群鬼沒有像對祭品那麽狂熱地來找他們麻煩,因為它們知曉他二人並非祭品。

由此可見,祭品和誤闖者,群鬼是能分辨的。

它們知道有人在用活人祭祀它們。

厲鬼的暴虐弒殺屬性決定了它們不可能齊心協力,即使都想破開封印重見天日,也不會擰成一股繩,彼此間的廝殺千年不止。

而祭品的亡靈初入鬼口都沒什麽戰鬥力,是很好的馴化對象。

祭品不可能鬼鬼有份,沒有意義。

那麽收祭品的鬼就是外面那些人的“營救”目標。

林炎抓起霍紙冰涼的手,面上仍是沒有表情。

霍紙明白林炎還在生氣,卻擔心二人間的別扭給厲鬼們提供偷襲的可乘之機。

誰知道外面的人有沒有告知群鬼,靈樹已被丟進鬼口,他二人將會冒險生闖鬼口?

就算群鬼不知情,他們兩個沒被陰煞氣包裹的“白皮”到處走也是很危險的。

如果眾鬼群起而攻之,任憑他倆有天大的本事也別想活著出去。

霍紙擔心林炎有危險,卻沒發現自己臉上又黑了幾分,這是被靈樹傳遞來的陰煞氣幹擾得更嚴重了。

心神紊亂之際,林炎清冷的聲音在他耳畔炸響:“靜心。

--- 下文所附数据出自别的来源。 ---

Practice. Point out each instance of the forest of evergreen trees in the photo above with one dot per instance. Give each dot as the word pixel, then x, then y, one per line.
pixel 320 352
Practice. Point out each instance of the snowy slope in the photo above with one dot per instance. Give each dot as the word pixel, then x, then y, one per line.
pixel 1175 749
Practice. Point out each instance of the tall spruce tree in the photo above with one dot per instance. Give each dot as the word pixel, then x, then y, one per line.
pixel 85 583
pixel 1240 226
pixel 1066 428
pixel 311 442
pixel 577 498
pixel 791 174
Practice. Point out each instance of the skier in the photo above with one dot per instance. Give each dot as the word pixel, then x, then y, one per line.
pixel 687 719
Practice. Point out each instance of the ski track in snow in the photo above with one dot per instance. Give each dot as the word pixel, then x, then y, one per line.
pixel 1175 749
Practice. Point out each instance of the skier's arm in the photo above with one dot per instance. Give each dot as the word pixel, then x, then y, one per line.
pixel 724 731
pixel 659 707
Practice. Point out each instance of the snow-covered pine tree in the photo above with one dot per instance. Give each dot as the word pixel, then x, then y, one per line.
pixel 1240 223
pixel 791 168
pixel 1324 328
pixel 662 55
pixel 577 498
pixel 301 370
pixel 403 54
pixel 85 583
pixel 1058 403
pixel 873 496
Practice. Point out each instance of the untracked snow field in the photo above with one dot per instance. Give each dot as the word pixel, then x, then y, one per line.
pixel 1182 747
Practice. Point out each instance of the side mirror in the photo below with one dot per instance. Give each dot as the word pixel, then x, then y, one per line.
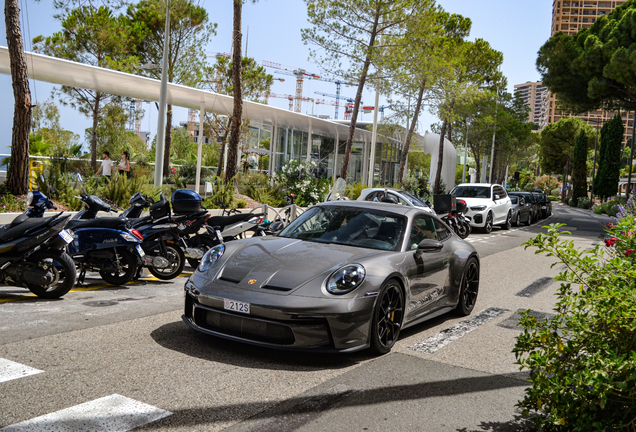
pixel 429 245
pixel 277 227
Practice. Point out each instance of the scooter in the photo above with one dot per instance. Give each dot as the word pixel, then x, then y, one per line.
pixel 32 255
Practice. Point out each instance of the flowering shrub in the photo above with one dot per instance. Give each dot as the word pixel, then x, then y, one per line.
pixel 582 362
pixel 297 178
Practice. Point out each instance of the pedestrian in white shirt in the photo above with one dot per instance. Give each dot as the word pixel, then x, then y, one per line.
pixel 106 168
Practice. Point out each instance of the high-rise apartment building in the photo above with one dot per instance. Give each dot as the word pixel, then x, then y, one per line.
pixel 535 96
pixel 569 17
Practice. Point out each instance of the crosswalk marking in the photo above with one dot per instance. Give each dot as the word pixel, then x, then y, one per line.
pixel 107 414
pixel 451 334
pixel 11 370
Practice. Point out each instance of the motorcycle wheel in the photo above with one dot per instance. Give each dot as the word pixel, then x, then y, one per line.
pixel 128 263
pixel 177 261
pixel 64 270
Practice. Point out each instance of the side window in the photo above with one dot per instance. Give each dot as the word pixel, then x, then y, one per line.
pixel 398 199
pixel 423 228
pixel 442 231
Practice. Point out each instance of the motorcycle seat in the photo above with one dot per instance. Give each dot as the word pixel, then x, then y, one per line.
pixel 97 223
pixel 223 221
pixel 17 230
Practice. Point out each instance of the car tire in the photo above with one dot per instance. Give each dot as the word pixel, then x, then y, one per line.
pixel 488 224
pixel 64 270
pixel 468 289
pixel 388 315
pixel 508 224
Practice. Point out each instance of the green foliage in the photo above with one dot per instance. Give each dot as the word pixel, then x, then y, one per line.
pixel 556 146
pixel 608 174
pixel 297 178
pixel 9 203
pixel 579 168
pixel 546 183
pixel 583 361
pixel 593 68
pixel 354 189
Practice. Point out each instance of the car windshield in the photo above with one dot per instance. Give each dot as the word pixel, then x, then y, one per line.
pixel 351 226
pixel 471 192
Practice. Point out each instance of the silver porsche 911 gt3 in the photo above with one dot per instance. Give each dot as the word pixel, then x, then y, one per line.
pixel 344 276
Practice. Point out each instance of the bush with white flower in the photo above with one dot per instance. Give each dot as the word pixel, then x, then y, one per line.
pixel 298 179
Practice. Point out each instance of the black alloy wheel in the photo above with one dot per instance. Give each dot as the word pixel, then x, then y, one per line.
pixel 387 318
pixel 508 224
pixel 488 224
pixel 62 270
pixel 469 288
pixel 127 265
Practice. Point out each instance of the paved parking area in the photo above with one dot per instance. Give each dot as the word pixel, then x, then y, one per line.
pixel 120 358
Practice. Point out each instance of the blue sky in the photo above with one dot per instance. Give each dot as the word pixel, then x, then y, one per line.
pixel 272 29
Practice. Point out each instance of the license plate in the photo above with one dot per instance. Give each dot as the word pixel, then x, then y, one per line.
pixel 66 236
pixel 235 306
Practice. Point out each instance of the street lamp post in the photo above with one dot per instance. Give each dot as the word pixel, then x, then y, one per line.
pixel 163 91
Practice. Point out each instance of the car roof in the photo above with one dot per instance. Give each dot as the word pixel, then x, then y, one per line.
pixel 373 205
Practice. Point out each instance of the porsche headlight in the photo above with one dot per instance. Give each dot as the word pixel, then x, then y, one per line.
pixel 211 257
pixel 346 279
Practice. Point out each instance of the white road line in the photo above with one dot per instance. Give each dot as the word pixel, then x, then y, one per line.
pixel 107 414
pixel 11 370
pixel 451 334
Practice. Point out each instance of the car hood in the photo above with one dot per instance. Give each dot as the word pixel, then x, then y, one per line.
pixel 471 202
pixel 284 265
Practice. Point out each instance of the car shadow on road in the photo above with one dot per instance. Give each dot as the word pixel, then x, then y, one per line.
pixel 178 337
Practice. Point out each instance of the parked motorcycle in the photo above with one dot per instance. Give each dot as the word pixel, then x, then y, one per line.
pixel 32 255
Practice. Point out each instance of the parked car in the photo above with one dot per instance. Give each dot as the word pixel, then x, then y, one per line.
pixel 534 206
pixel 343 276
pixel 521 213
pixel 546 205
pixel 399 195
pixel 488 205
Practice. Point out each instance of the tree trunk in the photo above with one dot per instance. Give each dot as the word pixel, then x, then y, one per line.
pixel 407 143
pixel 440 160
pixel 18 176
pixel 356 105
pixel 237 113
pixel 94 131
pixel 168 142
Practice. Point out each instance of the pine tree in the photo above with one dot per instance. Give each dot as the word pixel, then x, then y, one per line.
pixel 579 173
pixel 606 182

”

隨即腦門上被林炎狠拍了一記。

霍紙眼前好一陣恍惚,視力恢覆時,他看到林炎燒了幾張紙,正往身上抹紙灰。

見他緩過來了,林炎順手在他臉上身上好一通抹。

霍紙沒來得及問這是幹嘛,就見林炎周身騰起幽幽黑氣,周邊陰煞之氣亦湧過來,緊貼黑氣又裹了一層,連五官都模糊得無法辨認了。

這下他倆跟千年厲鬼沒區別了。

霍紙驚駭:“這?”

林炎淡淡道:“保命的法子。”

他探左手在霍紙眼前晃了下,霍紙驚覺一抹金光在眼前一閃而過。

那是戒指。

霍紙低頭看自己被林炎握住的那只手,無名指上的戒指果然在熠熠閃耀。

林炎:“這是你我識別對方身份的唯一標記,切莫弄丟了。”

霍紙震驚得沒有言語。

只是這一抹金光在他兩個黑氣包裹的人身上也太紮眼了。

林炎:“只有活人看得到,你且安心。”

霍紙擡眼望他,怎奈黑氣隔絕了彼此的表情。

他問:“你早就料到今日這一切?”

林炎答得波瀾不驚:“有備無患而已。”

他牽引著霍紙快速移動位置,避免被其他目睹二人變身的鬼魅盯上。

待成功混入厲鬼隊伍,林炎才站住腳,對霍紙說:“既然鬼口內外有勾結,靈樹附近必定會有那老鬼的眼線看守,搶奪靈樹會是一場苦戰。你只管守住本心別受影響,其他的事全權交由我處理。”

他一字一頓強調道:“不用你動手,切記。”

霍紙重重點頭,他對林炎的種種部署很是服氣,對林炎不僅能切換自身氣場陰陽、也能化陰氣為己用的本事心悅誠服。他忽然覺得,鬼口崩壞之危在林炎眼中或許真達不到天塌地陷的程度,一切轉機也許早在他預料之中。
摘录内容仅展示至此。